At the fifth step, the ALJ found that plaintiff could perform a significant number of unskilled jobs at the sedentary exertional level in the national economy. PageID.43-44. Specifically, the ALJ found that plaintiff could perform the requirements of: order clerk, food and beverage (169,120 jobs); document preparer, microfilm (50,000 jobs); and, gauger (50,000 jobs). PageID.43. Accordingly, the ALJ determined that plaintiff has not been under a disability, as defined in the Social Security Act, from January 1, 2018 (the alleged onset date) through December 21, 2021 (the date of the decision). PageID.44.

III. DISCUSSION

Plaintiff set forth two issues on appeal.

A. The ALJ did not address limitations of all of plaintiff's impairments, including those that he found to be non-severe, at subsequent stages of the disability determination process.

Residual Functional Capacity (RFC) is a medical assessment of what an individual can do in a work setting in spite of functional limitations and environmental restrictions imposed by all of his medically determinable impairments. See 20 C.F.R. §§ 404.1545 and 416.945. In determining the RFC, the ALJ considers impairments that are both “severe” and “not severe.” Id. A “severe impairment” is defined as an impairment or combination of impairments “which significantly limits your physical or mental ability to do basic work activities.” 20 C.F.R. §§ 404.1520(c) and 416.920(c). The ALJ is “charged with the responsibility of evaluating the medical evidence and the claimant's testimony to form an assessment of her residual functional capacity.” Webb v. Commissioner of Social Security, 368 F.3d 629, 633 (6th Cir. 2004) (internal quotation marks and brackets omitted).

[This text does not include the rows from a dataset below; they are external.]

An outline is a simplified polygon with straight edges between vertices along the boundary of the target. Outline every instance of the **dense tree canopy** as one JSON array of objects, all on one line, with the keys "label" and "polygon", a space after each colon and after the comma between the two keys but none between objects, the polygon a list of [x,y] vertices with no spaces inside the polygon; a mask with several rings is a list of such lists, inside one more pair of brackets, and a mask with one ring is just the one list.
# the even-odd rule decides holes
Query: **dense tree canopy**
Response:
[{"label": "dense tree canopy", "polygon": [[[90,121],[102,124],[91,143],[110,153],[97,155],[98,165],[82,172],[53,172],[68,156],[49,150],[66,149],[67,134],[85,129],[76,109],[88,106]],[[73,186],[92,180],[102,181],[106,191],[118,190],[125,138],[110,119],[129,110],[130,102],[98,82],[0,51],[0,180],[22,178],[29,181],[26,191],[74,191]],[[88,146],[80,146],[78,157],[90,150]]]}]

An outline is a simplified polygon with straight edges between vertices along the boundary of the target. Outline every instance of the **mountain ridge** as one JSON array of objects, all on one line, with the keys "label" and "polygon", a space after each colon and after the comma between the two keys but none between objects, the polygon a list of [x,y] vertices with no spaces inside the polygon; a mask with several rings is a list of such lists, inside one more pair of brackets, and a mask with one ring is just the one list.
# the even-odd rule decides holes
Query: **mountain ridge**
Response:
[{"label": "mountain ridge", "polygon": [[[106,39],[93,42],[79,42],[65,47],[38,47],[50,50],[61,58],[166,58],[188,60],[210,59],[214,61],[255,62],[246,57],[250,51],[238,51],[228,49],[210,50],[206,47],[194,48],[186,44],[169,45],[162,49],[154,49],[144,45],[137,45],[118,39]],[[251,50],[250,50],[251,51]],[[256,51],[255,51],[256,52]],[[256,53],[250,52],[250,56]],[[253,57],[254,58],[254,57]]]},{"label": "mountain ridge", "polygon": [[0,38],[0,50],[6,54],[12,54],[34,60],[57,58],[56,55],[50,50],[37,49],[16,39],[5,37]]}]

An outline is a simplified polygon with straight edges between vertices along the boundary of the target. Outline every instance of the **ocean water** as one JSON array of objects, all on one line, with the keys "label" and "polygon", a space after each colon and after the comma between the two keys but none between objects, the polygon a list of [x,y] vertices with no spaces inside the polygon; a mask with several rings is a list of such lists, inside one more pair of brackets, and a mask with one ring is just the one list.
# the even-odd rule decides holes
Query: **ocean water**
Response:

Plaintiff contends that her non-severe impairment of anxiety is not a slight abnormality which has more than a minimal effect on her ability to work. See Plaintiff's Brief (ECF No. 14, PageID.1891). The issue before the Court is whether the ALJ considered plaintiff's non-severe impairment of anxiety in determining the RFC.

Plaintiff also refers to sleep apnea in her discussion of non-severe impairment. Plaintiff's Brief at PageID.1891. As discussed, the ALJ found that the sleep apnea was a severe impairment. PageID.34.

While the medical evidence established a finding of anxiety (PageID.34), the ALJ found that,

The claimant's medically determinable mental impairment of anxiety does not cause more than minimal limitation in the claimant's ability to perform basic mental work activities and is therefore non-severe.
PageID.35. In making this determination, the ALJ “considered the broad functional areas of mental functioning set out in the disability regulations for evaluating mental disorders and in the Listing of Impairments (20 CFR, Part 404, Subpart P, Appendix 1)” which “are known as the ‘paragraph B' criteria.” Id. These consist of (1) understanding, remembering, or applying information, (2) interacting with others, (3), concentrating, persisting or maintaining pace, and (4) adapting or managing oneself. PageID.35-36. The ALJ concluded that,
Because the claimant's medically determinable mental impairment causes no more than “mild” limitation in any of the functional areas and the evidence does not otherwise indicate that there is more than a minimal limitation in the claimant's ability to do basic work activities, it is nonsevere (20 CFR 404.1520a(d)(1) and 416.920a(d)(1)).
PageID.36.

As a general rule, the ALJ should consider non-severe impairments in developing a claimant's RFC. As this Court previously explained:

Upon determining that a claimant has one severe impairment the ALJ must continue with the remaining steps in the disability evaluation. See Maziarz v. Secretary of Health & Human Services, 837 F.2d 240, 244 (6th Cir. 1987). Once the ALJ determines that a claimant suffers from a severe impairment, the fact that the ALJ failed to classify a separate condition as a severe impairment does not constitute reversible error. Id. An ALJ can consider such non-severe conditions in determining the claimant's residual functional capacity. Id. “The fact that some of [the claimant's] impairments were not deemed to be severe at step two is therefore
legally irrelevant.” Anthony v. Astrue, 266 Fed.Appx. 451, 457 (6th Cir. 2008). See Hedges v. Commissioner of Social Security, 725 Fed.Appx. 394, 395 (6th Cir. 2018) (whether the ALJ characterized the claimant 's mental-health impairments as severe or non-severe at step two was “legally irrelevant” when the claimant had severe physical impairments and the ALJ considered the limiting effects of all of the claimant's impairments, including those that were not severe, in evaluating the claimant's ability to work in step four).
Ridenour v. Commissioner of Social Security, No. 1:22-cv-117, 2023 WL 2643492 at *3 (W.D. Mich. March 27, 2023).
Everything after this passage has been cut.